"Yes I did."
"No, you didn't."
"I know that I did!"
"Well, I know you didn't!"
Does this sound familiar? I see it a lot during marriage counseling. Couples take sides in a memory tug-of-war where, ultimately, no one wins.
Some of the most intense arguments I've seen couples have is over what one of them actually said, or didn't say, in the past. The problem is that very few of us have a perfect autobiographical memory, although we like to act as though we do.
One issue that affects our memory is that we often don't hear what was actually said in the first place. The message being sent passes through our personal cognitive filters so that what we hear is different than what's really being said. When we remember conversations, we tend to remember how we've interpreted what was said, instead of what was actually said.
Another issue is that, sometimes, the person sending the message isn't being as clear or detailed as they think they are. Instead of asking for clarification, the listener thinks they understand the message that the sender wants to convey. This is where we get the comment, "But that's not what I meant." When the conversation is recalled, the speaker remembers what they meant to say instead of what they actually said.

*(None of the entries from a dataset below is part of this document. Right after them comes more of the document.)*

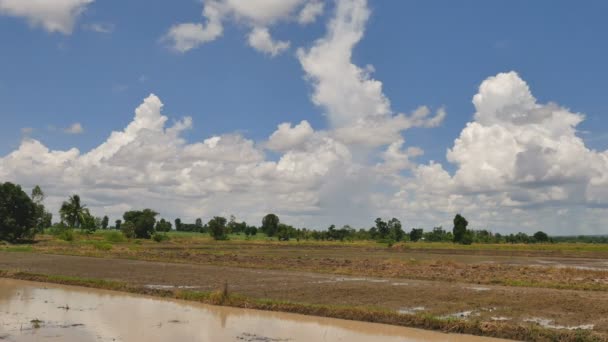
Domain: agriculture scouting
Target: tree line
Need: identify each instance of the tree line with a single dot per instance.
(22, 216)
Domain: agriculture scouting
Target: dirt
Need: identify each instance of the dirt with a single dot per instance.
(454, 265)
(567, 308)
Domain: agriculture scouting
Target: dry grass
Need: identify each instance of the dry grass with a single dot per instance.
(522, 332)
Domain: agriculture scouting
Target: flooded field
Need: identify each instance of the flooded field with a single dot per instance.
(45, 312)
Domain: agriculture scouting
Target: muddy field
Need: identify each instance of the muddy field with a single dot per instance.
(450, 295)
(558, 269)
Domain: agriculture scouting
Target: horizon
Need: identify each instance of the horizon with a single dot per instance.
(323, 113)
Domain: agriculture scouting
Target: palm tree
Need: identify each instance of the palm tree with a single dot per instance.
(73, 212)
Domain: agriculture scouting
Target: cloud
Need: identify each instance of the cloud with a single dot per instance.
(287, 138)
(185, 37)
(310, 12)
(516, 164)
(27, 131)
(53, 16)
(260, 39)
(75, 128)
(258, 15)
(99, 27)
(354, 102)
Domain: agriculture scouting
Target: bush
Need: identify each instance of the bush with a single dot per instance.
(66, 235)
(160, 237)
(128, 229)
(104, 246)
(18, 214)
(114, 237)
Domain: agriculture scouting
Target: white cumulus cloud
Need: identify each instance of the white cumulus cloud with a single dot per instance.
(53, 16)
(258, 15)
(75, 128)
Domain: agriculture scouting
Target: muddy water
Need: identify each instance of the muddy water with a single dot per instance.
(45, 312)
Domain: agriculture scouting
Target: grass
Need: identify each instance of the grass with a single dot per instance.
(524, 332)
(421, 260)
(21, 249)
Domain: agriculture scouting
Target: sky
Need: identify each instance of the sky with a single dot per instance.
(323, 112)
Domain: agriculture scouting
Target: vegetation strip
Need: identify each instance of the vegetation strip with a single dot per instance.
(222, 297)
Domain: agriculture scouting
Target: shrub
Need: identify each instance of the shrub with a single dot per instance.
(114, 237)
(104, 246)
(160, 237)
(18, 214)
(128, 229)
(66, 235)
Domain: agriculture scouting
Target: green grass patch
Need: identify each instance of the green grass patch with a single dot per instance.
(23, 249)
(522, 332)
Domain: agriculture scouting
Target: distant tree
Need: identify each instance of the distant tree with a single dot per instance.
(235, 227)
(17, 213)
(104, 222)
(460, 228)
(541, 237)
(416, 234)
(43, 218)
(270, 224)
(250, 231)
(73, 212)
(89, 223)
(467, 238)
(437, 235)
(163, 226)
(395, 231)
(382, 228)
(143, 220)
(128, 229)
(217, 228)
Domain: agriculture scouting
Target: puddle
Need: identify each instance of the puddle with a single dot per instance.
(411, 311)
(344, 279)
(461, 314)
(549, 323)
(500, 318)
(479, 288)
(170, 287)
(124, 317)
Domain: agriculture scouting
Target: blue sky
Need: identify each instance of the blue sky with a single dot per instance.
(432, 53)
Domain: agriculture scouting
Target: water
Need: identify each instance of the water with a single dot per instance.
(46, 312)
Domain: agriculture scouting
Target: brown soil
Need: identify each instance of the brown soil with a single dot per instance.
(564, 307)
(519, 269)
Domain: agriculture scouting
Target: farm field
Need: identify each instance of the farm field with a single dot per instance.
(559, 287)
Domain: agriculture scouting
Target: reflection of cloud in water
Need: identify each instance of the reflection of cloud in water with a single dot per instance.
(138, 318)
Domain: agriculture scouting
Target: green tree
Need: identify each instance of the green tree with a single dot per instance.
(43, 218)
(128, 229)
(17, 213)
(460, 228)
(541, 236)
(89, 223)
(73, 212)
(416, 234)
(163, 226)
(104, 222)
(382, 229)
(270, 224)
(217, 228)
(396, 232)
(143, 220)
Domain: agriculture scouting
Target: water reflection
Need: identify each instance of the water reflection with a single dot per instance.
(75, 314)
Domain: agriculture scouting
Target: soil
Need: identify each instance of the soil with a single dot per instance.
(566, 308)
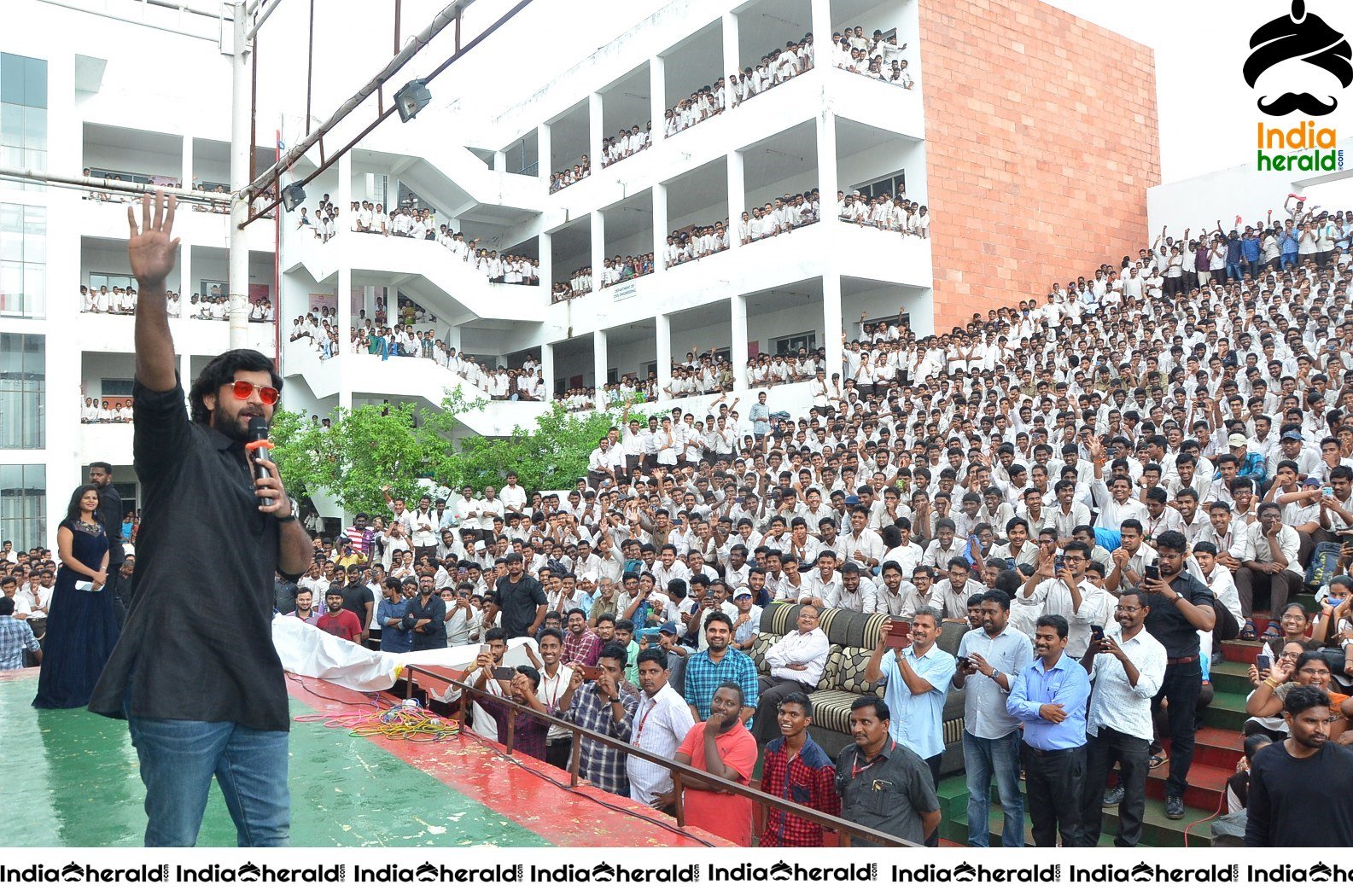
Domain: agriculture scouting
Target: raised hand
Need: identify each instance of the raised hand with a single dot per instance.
(150, 249)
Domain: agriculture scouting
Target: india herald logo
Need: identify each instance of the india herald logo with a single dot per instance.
(1299, 36)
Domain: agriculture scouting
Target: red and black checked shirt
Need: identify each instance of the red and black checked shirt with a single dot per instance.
(809, 780)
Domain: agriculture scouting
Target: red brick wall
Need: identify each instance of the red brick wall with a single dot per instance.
(1022, 194)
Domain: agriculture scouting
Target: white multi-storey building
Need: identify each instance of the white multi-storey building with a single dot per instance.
(69, 106)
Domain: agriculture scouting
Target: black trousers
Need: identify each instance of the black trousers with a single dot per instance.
(1133, 755)
(557, 753)
(1054, 781)
(766, 724)
(1180, 690)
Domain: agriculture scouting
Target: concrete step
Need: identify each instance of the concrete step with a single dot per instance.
(1157, 830)
(1226, 711)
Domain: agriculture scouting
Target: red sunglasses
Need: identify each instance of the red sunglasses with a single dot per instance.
(265, 393)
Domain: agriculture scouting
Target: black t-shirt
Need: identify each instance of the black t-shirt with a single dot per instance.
(1167, 623)
(518, 602)
(199, 506)
(1300, 801)
(356, 597)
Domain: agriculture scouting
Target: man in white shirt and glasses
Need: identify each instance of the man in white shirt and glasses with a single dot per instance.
(661, 723)
(1126, 666)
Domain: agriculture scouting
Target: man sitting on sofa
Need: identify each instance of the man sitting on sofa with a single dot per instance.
(796, 665)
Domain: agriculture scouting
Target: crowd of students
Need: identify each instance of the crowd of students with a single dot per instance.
(878, 57)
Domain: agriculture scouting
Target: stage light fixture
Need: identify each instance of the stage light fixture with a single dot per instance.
(411, 97)
(293, 195)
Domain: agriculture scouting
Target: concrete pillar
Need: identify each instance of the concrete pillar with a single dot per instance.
(544, 166)
(821, 20)
(832, 323)
(656, 94)
(663, 325)
(732, 57)
(187, 286)
(599, 360)
(544, 245)
(827, 177)
(547, 369)
(189, 173)
(594, 131)
(738, 346)
(661, 228)
(598, 248)
(737, 198)
(344, 300)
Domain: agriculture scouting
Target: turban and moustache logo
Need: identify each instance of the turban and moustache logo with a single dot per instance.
(1306, 37)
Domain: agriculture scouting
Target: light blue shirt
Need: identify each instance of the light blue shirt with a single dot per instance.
(918, 720)
(1066, 684)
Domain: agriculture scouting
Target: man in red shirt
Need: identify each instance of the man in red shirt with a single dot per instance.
(726, 748)
(340, 621)
(797, 771)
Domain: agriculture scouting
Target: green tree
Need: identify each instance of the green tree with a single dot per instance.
(375, 445)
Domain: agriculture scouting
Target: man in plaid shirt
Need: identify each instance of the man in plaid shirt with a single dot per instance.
(710, 667)
(15, 637)
(798, 771)
(605, 706)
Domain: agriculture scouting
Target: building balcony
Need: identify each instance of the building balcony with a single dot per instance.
(446, 286)
(404, 378)
(823, 249)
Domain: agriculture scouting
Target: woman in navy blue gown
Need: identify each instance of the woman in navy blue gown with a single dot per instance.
(81, 627)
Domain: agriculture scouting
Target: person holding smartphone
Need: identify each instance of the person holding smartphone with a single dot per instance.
(1128, 666)
(1180, 608)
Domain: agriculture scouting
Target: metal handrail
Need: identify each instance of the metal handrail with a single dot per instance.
(844, 829)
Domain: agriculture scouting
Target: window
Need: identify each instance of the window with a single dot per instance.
(23, 379)
(115, 386)
(23, 505)
(111, 281)
(23, 115)
(790, 344)
(893, 184)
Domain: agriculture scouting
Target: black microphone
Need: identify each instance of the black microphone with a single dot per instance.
(257, 448)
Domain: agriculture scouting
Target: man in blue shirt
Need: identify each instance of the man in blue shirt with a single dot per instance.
(1050, 700)
(918, 681)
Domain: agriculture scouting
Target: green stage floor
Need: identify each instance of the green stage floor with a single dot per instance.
(73, 781)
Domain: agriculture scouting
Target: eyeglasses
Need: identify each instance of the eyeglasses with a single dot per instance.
(244, 390)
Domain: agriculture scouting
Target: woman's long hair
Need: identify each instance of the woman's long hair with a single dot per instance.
(73, 508)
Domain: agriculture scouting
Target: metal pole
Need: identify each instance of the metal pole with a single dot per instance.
(103, 184)
(241, 152)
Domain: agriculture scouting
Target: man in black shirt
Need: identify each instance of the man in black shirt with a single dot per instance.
(1302, 788)
(201, 692)
(1180, 608)
(427, 618)
(110, 509)
(522, 598)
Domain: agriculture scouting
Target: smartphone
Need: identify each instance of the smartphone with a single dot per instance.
(899, 632)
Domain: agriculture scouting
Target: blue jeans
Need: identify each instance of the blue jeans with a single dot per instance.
(981, 759)
(178, 762)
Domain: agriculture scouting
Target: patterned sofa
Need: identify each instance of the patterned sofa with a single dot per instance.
(854, 637)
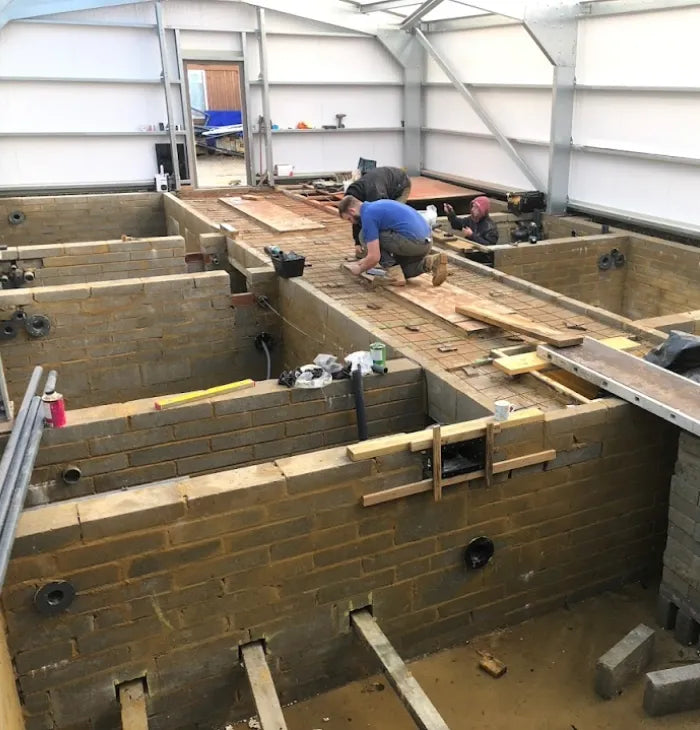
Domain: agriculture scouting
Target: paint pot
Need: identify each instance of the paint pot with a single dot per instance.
(378, 352)
(54, 410)
(502, 410)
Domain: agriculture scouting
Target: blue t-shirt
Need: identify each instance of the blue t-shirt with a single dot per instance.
(389, 215)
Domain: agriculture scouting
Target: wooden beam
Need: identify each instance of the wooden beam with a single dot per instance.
(526, 362)
(409, 691)
(407, 490)
(561, 389)
(466, 430)
(132, 698)
(519, 462)
(437, 463)
(267, 704)
(485, 312)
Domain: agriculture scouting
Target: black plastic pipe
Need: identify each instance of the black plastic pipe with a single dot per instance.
(358, 392)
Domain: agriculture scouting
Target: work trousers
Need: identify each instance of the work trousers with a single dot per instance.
(408, 253)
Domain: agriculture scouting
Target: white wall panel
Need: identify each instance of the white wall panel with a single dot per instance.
(643, 49)
(504, 54)
(643, 187)
(330, 59)
(660, 123)
(200, 40)
(339, 151)
(365, 107)
(481, 159)
(523, 113)
(81, 107)
(28, 49)
(82, 160)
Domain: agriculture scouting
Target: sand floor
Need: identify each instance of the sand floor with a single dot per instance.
(548, 685)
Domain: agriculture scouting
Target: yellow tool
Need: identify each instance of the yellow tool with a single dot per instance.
(179, 400)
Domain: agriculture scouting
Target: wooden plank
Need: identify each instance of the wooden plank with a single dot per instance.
(528, 361)
(437, 463)
(132, 699)
(389, 495)
(456, 432)
(267, 704)
(560, 388)
(491, 430)
(409, 691)
(274, 217)
(440, 301)
(486, 312)
(379, 447)
(519, 462)
(407, 490)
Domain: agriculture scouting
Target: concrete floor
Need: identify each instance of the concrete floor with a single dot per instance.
(548, 685)
(215, 171)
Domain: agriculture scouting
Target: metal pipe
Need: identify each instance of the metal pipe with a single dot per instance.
(168, 96)
(11, 445)
(19, 494)
(266, 98)
(358, 392)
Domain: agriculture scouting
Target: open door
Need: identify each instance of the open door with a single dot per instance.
(217, 107)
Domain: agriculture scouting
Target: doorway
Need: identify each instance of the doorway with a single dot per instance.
(216, 98)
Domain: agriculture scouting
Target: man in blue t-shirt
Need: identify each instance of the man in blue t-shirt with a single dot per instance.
(397, 238)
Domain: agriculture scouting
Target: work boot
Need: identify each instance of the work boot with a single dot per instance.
(395, 276)
(436, 264)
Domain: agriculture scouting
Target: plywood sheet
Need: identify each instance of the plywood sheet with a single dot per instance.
(442, 301)
(274, 217)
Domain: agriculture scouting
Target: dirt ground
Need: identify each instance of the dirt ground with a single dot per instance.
(548, 685)
(216, 171)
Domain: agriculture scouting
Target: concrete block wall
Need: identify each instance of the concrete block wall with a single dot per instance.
(662, 277)
(681, 576)
(55, 219)
(570, 268)
(128, 444)
(79, 263)
(114, 341)
(171, 579)
(11, 717)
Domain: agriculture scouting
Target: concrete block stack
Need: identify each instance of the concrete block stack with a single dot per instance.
(679, 599)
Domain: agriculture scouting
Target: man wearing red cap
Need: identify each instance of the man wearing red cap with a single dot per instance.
(478, 226)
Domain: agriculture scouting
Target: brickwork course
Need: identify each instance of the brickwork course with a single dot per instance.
(80, 263)
(114, 341)
(170, 579)
(57, 219)
(389, 316)
(658, 278)
(127, 444)
(681, 574)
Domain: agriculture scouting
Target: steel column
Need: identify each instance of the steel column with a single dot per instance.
(410, 54)
(247, 118)
(190, 148)
(414, 18)
(480, 111)
(553, 27)
(262, 39)
(168, 96)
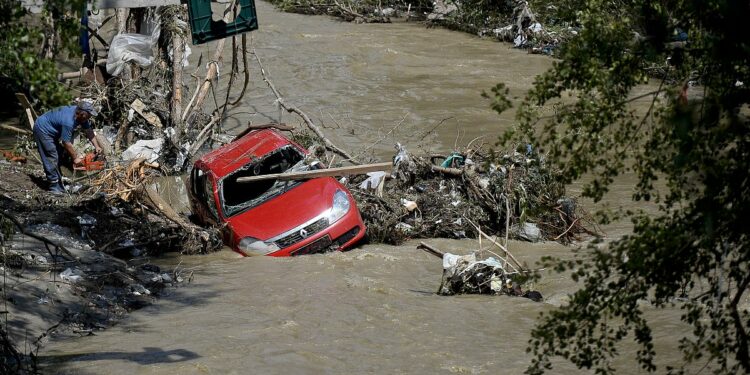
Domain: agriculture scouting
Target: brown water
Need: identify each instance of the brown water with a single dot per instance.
(373, 309)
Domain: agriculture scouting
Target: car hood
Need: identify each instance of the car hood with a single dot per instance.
(285, 211)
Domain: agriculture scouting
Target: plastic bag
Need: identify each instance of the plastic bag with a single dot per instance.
(137, 48)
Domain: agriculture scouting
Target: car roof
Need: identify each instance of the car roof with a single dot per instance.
(255, 144)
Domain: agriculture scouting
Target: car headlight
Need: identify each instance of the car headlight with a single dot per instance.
(254, 246)
(340, 207)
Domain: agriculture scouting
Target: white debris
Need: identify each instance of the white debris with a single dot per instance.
(149, 149)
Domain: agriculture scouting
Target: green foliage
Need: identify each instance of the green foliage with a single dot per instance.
(23, 37)
(696, 253)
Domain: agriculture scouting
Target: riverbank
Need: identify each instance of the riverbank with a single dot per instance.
(56, 282)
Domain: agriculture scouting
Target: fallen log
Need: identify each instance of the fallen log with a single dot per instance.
(141, 109)
(15, 129)
(330, 172)
(57, 246)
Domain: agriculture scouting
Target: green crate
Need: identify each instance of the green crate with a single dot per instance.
(205, 29)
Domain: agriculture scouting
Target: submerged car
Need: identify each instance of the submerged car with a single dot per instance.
(271, 217)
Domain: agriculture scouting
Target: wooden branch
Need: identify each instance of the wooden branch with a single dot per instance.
(30, 112)
(430, 250)
(330, 172)
(203, 136)
(152, 119)
(38, 237)
(178, 50)
(158, 203)
(201, 91)
(503, 248)
(15, 129)
(448, 171)
(292, 109)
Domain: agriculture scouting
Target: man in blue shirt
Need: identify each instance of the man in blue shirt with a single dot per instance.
(53, 132)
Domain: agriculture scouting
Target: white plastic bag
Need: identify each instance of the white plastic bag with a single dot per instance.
(138, 48)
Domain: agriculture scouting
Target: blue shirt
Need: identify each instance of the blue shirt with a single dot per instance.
(59, 123)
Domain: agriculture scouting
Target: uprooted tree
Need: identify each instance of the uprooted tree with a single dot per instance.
(690, 153)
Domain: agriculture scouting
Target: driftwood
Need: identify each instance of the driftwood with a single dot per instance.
(308, 121)
(330, 172)
(15, 129)
(431, 250)
(213, 69)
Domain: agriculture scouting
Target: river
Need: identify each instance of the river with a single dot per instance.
(372, 309)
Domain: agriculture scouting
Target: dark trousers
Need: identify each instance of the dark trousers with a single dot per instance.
(50, 152)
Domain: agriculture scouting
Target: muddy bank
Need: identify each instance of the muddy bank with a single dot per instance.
(71, 267)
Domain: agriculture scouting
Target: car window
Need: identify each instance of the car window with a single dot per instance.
(197, 186)
(237, 197)
(208, 189)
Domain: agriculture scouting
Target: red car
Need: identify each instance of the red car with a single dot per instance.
(271, 217)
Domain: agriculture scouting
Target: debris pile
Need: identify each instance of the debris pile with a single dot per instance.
(515, 194)
(495, 275)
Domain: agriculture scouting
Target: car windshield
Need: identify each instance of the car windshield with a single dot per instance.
(237, 197)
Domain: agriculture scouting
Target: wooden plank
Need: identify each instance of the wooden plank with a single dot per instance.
(330, 172)
(139, 107)
(106, 4)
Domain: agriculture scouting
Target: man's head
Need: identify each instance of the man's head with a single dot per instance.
(84, 111)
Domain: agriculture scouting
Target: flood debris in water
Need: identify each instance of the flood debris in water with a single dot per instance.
(474, 274)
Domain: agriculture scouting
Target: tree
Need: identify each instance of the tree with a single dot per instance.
(696, 253)
(29, 44)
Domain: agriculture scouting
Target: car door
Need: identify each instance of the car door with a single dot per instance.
(203, 197)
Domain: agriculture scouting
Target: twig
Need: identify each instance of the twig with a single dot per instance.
(431, 250)
(292, 109)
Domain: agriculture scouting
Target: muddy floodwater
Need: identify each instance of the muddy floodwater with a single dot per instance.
(372, 309)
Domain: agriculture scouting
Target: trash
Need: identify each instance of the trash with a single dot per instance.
(148, 149)
(137, 48)
(464, 274)
(410, 205)
(530, 232)
(72, 275)
(403, 227)
(86, 222)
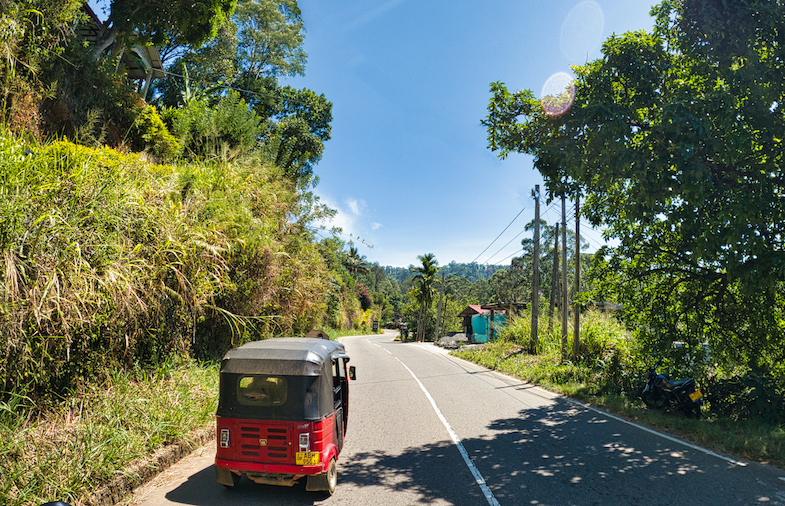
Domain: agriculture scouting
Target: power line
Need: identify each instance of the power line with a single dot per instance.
(508, 243)
(497, 237)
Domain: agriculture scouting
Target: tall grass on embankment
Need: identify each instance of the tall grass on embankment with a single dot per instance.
(88, 440)
(610, 373)
(108, 260)
(111, 265)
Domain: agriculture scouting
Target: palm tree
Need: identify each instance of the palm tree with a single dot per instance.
(355, 263)
(424, 280)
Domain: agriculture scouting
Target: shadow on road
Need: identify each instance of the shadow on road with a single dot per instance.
(561, 454)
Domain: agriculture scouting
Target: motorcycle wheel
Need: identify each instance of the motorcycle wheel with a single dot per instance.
(651, 401)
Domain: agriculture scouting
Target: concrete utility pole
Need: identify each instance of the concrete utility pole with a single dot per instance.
(576, 336)
(554, 278)
(536, 274)
(564, 295)
(439, 311)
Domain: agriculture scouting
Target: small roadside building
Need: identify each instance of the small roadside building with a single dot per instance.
(481, 323)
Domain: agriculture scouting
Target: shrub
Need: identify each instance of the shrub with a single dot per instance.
(150, 134)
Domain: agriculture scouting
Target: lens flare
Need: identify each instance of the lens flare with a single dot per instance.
(557, 94)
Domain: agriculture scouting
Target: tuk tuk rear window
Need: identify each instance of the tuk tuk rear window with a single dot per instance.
(261, 390)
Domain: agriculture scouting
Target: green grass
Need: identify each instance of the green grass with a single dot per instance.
(746, 439)
(88, 439)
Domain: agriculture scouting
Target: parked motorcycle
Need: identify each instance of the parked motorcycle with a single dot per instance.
(664, 393)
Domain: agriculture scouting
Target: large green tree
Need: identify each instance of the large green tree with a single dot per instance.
(424, 281)
(675, 139)
(262, 42)
(180, 22)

Memory tug-of-war isn't very effective. So what can be done about it? First, take a big breath and be humble. Acknowledge that your memory isn't perfect and that there is a change, even if it's a slight one, that your memory may be distorted by beliefs, emotions, or motivations. Second, if you disagree with your partner about a past event, agree to disagree. It's pointless to argue over something that neither partner can prove. Plus, it's not worth damaging your relationship just to be right. Shift the conversation to current thoughts, feelings, and wants about the topic. Focusing on the present is always a better option.